BAN2401 demonstrated an acceptable tolerability profile through 18 months of study drug administration. The most common treatment emergent adverse events were infusion-related reactions and Amyloid Related Imaging Abnormalities (ARIA). Infusion related reactions were mostly mild to moderate in severity. Incidence of ARIA-E (edema) was not more than 10% in any of the treatment arms, and less than 15% in patients with APOE4 at the highest dose per the study protocol safety and reporting procedures. 

Detailed results of the study will be presented at future academic conferences.

Impressive 18-Month Results

“The 18-month results of the BAN2401 trial are impressive and provide important support for the amyloid hypothesis,” said Jeff Cummings, M.D., founding director, Cleveland Clinic Lou Ruvo Center for Brain Health. “I look forward to seeing the full data set shared with the broader Alzheimer’s community as we advance against this devastating disease.” 

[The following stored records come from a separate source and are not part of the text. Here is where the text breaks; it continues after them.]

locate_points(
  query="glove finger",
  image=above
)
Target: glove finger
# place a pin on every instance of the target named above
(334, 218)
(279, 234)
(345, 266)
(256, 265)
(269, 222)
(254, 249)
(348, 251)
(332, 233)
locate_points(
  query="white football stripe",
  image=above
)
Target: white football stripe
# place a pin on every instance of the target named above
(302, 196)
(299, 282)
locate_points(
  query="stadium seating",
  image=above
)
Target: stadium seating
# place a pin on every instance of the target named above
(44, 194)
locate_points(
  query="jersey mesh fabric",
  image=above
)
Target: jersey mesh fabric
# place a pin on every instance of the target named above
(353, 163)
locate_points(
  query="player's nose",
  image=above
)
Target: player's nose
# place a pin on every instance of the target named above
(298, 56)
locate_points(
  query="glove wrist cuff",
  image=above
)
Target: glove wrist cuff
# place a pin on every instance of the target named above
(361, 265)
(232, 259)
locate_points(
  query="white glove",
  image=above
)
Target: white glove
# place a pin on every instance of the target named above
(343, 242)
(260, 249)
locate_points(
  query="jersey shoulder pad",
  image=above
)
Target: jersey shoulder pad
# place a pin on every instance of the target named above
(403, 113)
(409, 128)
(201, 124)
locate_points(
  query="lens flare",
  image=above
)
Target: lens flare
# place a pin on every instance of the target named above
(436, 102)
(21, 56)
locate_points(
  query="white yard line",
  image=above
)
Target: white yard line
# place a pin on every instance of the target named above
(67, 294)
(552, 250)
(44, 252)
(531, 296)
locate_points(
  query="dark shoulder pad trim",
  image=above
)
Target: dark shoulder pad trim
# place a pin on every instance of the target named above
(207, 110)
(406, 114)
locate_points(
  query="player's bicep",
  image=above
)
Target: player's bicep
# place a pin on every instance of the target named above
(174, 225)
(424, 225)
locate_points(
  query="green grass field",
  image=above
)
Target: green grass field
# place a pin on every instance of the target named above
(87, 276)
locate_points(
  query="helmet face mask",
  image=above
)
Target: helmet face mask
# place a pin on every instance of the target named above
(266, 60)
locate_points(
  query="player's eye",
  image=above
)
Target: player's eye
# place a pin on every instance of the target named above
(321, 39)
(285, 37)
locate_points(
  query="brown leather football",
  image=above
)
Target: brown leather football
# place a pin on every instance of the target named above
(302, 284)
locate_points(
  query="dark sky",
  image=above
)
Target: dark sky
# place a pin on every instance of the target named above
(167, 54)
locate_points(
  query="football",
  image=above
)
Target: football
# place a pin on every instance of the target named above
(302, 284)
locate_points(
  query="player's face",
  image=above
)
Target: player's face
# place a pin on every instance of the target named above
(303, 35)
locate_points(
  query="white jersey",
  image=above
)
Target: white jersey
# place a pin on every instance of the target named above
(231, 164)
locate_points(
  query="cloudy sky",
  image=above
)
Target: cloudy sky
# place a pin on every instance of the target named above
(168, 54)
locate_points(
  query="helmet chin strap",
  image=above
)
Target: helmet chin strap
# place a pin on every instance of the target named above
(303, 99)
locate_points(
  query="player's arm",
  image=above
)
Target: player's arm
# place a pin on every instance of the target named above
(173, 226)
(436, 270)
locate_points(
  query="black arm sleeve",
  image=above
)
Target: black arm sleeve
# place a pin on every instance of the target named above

“This is the first late-stage anti-amyloid antibody study to successfully achieve statistically significant results at 18 months, further validating the amyloid hypothesis,” said Lynn Kramer, M.D., Chief Clinical Officer and Chief Medical Officer, Neurology Business Group, Eisai. “We will discuss these very encouraging results with regulatory authorities to determine the best path forward. We continue to work towards the goal of delivering BAN2401 to patients and healthcare professionals as early as possible.” 

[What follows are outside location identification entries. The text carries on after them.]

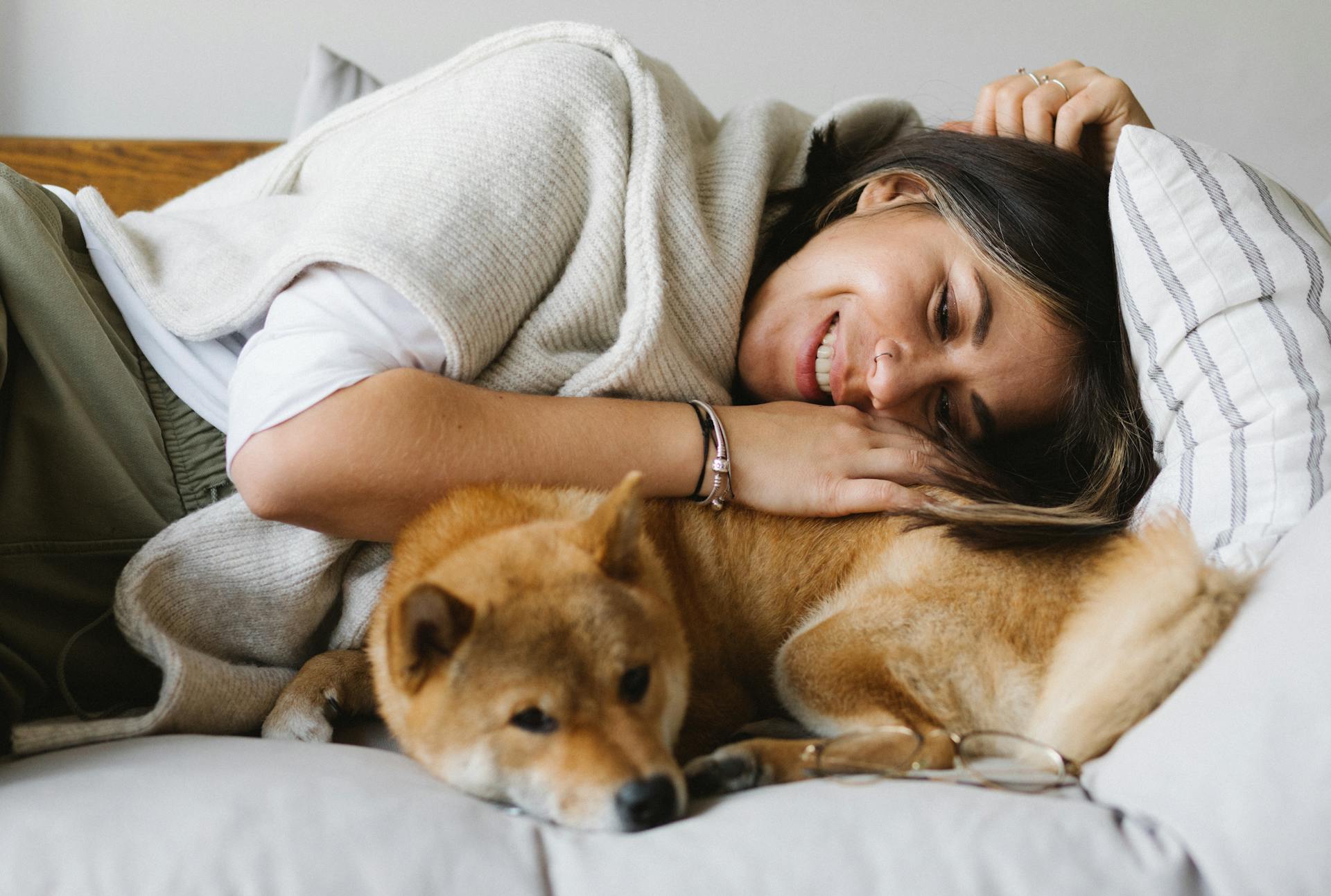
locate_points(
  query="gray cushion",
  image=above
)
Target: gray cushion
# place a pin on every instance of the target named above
(1237, 763)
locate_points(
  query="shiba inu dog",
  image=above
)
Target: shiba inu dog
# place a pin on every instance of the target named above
(566, 651)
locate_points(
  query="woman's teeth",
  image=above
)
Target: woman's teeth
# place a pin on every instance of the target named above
(823, 364)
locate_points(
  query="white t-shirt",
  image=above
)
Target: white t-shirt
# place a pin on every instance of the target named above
(329, 329)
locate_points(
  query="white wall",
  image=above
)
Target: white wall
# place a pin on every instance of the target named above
(1250, 76)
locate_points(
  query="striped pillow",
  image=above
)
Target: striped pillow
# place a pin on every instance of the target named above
(1224, 284)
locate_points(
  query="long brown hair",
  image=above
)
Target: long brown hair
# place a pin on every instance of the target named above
(1038, 216)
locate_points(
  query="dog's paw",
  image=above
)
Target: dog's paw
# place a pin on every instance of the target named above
(299, 719)
(724, 771)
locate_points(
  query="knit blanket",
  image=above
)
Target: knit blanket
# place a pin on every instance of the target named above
(561, 207)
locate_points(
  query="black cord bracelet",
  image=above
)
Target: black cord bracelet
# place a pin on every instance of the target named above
(704, 422)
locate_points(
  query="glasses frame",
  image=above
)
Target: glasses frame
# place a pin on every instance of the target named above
(1069, 770)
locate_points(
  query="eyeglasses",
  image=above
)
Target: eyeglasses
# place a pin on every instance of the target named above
(992, 759)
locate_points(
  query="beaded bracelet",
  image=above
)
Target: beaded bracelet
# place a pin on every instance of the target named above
(722, 491)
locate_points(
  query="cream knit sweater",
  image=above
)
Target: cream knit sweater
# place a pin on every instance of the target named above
(561, 207)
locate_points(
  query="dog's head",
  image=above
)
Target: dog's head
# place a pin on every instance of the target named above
(539, 663)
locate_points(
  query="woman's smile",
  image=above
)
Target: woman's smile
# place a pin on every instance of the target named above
(810, 380)
(892, 312)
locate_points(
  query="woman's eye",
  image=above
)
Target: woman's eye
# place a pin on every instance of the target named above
(944, 312)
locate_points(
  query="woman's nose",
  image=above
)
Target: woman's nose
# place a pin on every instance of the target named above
(894, 376)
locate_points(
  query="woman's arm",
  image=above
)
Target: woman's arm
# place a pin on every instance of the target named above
(370, 457)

“The prospect of being able to offer meaningful disease-modifying therapies to individuals suffering from this terrible disease is both exciting and humbling,” said Alfred Sandrock, M.D., Ph.D., executive vice president and chief medical officer at Biogen. “These BAN2401 18-month data offer important insights in the investigation of potential treatment options for patients with Alzheimer’s disease and underscores that neurodegenerative diseases may not be as intractable as they once seemed.” 

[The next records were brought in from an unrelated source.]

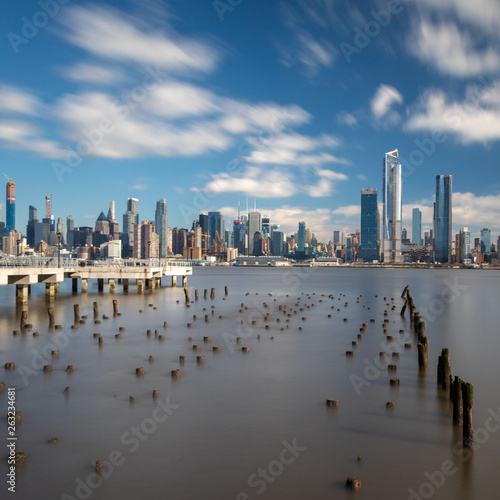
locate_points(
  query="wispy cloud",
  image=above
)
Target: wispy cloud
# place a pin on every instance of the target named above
(383, 100)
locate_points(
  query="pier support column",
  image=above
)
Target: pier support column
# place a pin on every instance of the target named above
(22, 294)
(49, 290)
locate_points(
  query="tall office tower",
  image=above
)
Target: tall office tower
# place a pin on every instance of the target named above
(60, 228)
(254, 226)
(10, 221)
(349, 250)
(70, 231)
(239, 236)
(442, 218)
(111, 210)
(278, 243)
(338, 238)
(215, 228)
(301, 237)
(161, 226)
(30, 228)
(485, 240)
(266, 226)
(416, 227)
(369, 219)
(392, 194)
(465, 248)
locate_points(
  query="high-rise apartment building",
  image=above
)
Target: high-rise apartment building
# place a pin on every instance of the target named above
(161, 225)
(301, 237)
(443, 218)
(485, 240)
(10, 220)
(416, 227)
(393, 212)
(369, 230)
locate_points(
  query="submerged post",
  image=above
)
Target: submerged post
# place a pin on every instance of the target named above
(468, 401)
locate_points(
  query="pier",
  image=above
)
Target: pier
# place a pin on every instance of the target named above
(26, 271)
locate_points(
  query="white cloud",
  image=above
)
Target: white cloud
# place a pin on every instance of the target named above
(274, 183)
(108, 34)
(24, 136)
(474, 119)
(385, 97)
(14, 100)
(93, 73)
(452, 51)
(347, 119)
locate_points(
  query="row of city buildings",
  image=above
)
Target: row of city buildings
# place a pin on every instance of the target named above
(381, 237)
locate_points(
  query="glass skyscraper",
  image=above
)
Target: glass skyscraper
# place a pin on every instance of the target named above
(442, 218)
(392, 194)
(161, 226)
(10, 220)
(369, 219)
(416, 227)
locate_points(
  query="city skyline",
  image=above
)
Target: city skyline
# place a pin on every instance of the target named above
(207, 119)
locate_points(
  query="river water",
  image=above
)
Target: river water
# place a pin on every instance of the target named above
(246, 425)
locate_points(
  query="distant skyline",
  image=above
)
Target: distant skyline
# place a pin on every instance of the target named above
(292, 103)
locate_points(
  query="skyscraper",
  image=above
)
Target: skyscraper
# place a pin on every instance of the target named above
(392, 194)
(416, 227)
(369, 209)
(442, 218)
(10, 221)
(161, 226)
(485, 240)
(301, 237)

As reported in December 2017, the study did not achieve its primary outcome measure which was designed to enable a potentially more rapid entry into Phase III development based on Bayesian analysis at 12 months of treatment. Upon the final analysis at 18 months using predefined conventional statistical method, the study did demonstrate a statistically significant slowing of disease progression on the key clinical endpoint (ADCOMS) after 12 months of treatment in patients receiving the highest treatment dose (10 mg/kg biweekly) as compared to placebo. 



MORE INFORMATION:
  1. About BAN2401
    BAN2401 is a humanized monoclonal antibody for Alzheimer’s disease that is the result of a strategic research alliance between Eisai and BioArctic. BAN2401 selectively binds to neutralize and eliminate soluble, toxic Aβ aggregates that are thought to contribute to the neurodegenerative process in Alzheimer’s disease. As such, BAN2401 may have the potential to have an effect on disease pathology and to slow down the progression of the disease. Eisai obtained the global rights to study, develop, manufacture and market BAN2401 for the treatment of Alzheimer’s disease pursuant to an agreement concluded with BioArctic in December 2007. In March 2014, Eisai and Biogen entered into a joint development and commercialization agreement for BAN2401 and the parties amended that agreement in October 2017.
  2. About ADCOMS
    Developed by Eisai, ADCOMS (AD Composite Score) combines items from the ADAS-Cog (Alzheimer’s Disease Assessment Scale-cognitive subscale), CDR-SB (Clinical Dementia Rating Sum of Boxes) and the MMSE (Mini-Mental State Examination) scales to enable a sensitive detection of changes in clinical functions of early AD symptoms and changes in memory. This Study 201 utilizes ADCOMS as its key endpoint for assessing clinical symptoms.